A customer tries on glasses at a Warby Parker store in Los Angeles.
Michael Buckner | Getty Images
Shares of Warby Parker sank in pre-market trading Thursday after the eyewear retailer reported continuing losses and said its sales were hit during the holiday quarter due to the omicron variant of Covid-19, which kept people out of stores.
The company also released a weaker-than-expected forecast for 2022 sales. Warby Parker sees annual revenue in the range of $650 to $660 million. According to Refinitiv data, analysts were looking for $687.7 million.
Management said omicron’s effects led to a loss of nearly $5 million in sales in the fourth quarter, and lost more than $15 million in the first quarter, as fewer customers came in for eye exams and to try new glasses early. January.

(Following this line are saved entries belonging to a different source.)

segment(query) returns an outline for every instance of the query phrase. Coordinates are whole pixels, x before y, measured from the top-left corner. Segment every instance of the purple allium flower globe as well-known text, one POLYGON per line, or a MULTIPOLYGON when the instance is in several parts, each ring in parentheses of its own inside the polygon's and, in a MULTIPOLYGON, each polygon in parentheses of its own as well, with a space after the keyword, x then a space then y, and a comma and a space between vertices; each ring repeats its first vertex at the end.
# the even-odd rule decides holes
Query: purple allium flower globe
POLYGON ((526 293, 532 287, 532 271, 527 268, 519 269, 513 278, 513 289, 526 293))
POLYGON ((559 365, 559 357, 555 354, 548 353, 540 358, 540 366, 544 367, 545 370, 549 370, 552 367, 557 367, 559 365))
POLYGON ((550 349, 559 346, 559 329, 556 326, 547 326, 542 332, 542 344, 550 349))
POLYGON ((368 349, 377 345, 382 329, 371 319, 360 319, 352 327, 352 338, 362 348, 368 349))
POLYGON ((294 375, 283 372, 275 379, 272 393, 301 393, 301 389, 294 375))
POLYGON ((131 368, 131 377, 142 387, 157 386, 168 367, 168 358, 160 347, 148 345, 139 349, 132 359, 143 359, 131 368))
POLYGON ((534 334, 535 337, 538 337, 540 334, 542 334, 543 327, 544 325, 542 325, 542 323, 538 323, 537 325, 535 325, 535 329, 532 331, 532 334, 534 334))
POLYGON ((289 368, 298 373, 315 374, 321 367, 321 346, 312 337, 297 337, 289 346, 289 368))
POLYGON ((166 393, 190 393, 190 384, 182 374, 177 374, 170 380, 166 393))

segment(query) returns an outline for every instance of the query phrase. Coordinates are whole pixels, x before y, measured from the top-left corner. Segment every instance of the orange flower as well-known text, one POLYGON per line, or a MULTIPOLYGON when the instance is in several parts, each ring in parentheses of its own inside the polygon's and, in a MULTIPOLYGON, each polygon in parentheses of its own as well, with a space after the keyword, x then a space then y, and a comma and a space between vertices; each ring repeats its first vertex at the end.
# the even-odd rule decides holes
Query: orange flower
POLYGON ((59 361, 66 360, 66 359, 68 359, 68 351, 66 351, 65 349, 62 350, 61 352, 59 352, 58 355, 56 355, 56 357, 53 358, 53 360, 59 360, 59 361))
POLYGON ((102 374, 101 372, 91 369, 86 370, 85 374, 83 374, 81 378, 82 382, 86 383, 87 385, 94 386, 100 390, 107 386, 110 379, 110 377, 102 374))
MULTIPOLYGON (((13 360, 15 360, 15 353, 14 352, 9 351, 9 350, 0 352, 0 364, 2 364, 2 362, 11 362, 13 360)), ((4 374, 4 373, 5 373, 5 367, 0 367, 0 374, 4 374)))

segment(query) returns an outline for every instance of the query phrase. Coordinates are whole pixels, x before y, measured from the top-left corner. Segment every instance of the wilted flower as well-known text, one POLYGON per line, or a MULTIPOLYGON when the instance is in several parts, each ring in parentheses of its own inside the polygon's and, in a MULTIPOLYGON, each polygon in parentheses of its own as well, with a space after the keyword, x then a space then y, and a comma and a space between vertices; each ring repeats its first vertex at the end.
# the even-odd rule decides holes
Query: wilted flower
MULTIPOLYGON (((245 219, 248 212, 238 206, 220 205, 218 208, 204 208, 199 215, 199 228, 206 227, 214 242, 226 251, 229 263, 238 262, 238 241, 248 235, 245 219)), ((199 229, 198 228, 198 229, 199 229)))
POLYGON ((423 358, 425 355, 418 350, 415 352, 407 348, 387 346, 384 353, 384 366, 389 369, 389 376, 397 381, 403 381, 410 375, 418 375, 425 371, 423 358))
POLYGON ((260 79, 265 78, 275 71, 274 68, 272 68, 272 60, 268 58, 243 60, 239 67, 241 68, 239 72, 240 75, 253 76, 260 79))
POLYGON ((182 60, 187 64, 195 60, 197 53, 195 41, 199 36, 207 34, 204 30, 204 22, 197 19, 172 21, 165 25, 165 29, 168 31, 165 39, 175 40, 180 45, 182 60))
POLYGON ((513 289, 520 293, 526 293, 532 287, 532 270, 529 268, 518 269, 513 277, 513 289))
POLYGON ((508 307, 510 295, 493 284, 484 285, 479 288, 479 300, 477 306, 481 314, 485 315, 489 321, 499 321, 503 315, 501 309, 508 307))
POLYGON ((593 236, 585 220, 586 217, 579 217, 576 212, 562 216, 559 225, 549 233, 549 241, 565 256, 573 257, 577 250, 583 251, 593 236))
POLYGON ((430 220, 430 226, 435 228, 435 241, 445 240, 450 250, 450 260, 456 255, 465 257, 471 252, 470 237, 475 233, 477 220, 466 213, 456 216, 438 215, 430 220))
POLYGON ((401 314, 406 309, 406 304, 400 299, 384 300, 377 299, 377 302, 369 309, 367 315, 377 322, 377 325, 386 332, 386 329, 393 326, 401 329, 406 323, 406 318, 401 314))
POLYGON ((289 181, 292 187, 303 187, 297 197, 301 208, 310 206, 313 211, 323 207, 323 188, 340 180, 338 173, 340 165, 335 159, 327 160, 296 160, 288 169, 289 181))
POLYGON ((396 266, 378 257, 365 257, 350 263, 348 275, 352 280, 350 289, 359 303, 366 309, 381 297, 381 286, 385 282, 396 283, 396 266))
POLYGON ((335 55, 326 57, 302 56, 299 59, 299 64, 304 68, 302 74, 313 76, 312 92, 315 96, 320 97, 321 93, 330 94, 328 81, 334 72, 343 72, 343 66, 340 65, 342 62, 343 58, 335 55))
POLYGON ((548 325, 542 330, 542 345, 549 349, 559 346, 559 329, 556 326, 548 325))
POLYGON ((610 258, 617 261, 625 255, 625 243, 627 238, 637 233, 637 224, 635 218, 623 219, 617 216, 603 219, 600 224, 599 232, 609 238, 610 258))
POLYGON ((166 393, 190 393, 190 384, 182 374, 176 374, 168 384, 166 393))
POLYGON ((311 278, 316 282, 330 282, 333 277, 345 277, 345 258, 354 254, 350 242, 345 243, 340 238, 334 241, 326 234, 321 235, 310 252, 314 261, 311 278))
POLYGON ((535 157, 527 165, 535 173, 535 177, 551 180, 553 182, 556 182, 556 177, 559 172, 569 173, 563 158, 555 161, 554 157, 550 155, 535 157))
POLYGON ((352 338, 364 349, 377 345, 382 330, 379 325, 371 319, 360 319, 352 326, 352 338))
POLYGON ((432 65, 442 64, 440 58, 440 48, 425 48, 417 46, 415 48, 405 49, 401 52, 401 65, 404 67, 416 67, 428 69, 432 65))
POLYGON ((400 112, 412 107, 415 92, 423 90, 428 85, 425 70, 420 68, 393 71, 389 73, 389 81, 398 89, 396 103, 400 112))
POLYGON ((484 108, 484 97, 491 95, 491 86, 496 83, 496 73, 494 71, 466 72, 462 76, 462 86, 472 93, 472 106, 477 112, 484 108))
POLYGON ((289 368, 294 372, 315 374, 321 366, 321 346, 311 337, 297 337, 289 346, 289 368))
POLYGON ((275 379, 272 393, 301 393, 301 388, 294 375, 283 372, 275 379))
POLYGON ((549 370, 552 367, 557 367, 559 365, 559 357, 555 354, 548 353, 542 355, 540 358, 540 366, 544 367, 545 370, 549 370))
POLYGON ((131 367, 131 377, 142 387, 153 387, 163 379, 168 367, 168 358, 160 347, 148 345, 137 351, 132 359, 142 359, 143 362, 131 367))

The stock recently fell about 15%. It fell even more once the company started a phone call with analysts, following its quarterly financial report. As of the market close on Wednesday, Warby Parker’s shares are down more than 42% this year.
Warby Parker booked a net loss for the three months ended Dec. 31 of $45.9 million, or 41 cents a share, compared to a loss of $4.3 million, or 8 cents a share, a year earlier. She attributed the broader losses to a $31.6 million increase in stock-based compensation expense and other related employer payroll taxes.
Revenue grew to $132.9 million from $112.8 million a year earlier.
Warby Parker blamed the prevalence of the omicron variant for hurting sales in the final weeks of December, which coincided with typical peak demand in the optics industry as consumers use flexible final spending dollars ahead of the New Year.
Analysts had expected Warby Parker to report $133 million in sales in the fourth quarter versus a loss of 9 cents a share, according to Refinitiv data.
One bright spot though, was that people who visited Warby Parker were spending more money overall. The company said average revenue per customer increased 13% year-over-year to $246.
Co-founder and co-CEO Dave Gilboa described Warby Parker’s recent challenges as a “temporary setback.” In recent weeks, the company has experienced a recovery curve, he told analysts on a conference call.
“We remain as confident as ever in our long-term growth plan in re-accelerating our growth in the coming months,” he said.
Warby Parker said it expects its brick-and-mortar sites to return to 100% productivity before the end of the year. Last year, it opened 35 stores, ending in 2021, with 161 locations. In 2022, it expects to open another 40 locations.
The company also has a virtual trial option available on its website for customers to see what the different glasses might look like on their faces. Warby said this was a competitive advantage when store sales slumped.
In 2021, Warby Parker’s e-commerce sales represented 46% of total revenue, down slightly from 50% in 2020, but up from 35% in 2019.
Find the full earnings press release from Warby Parker here.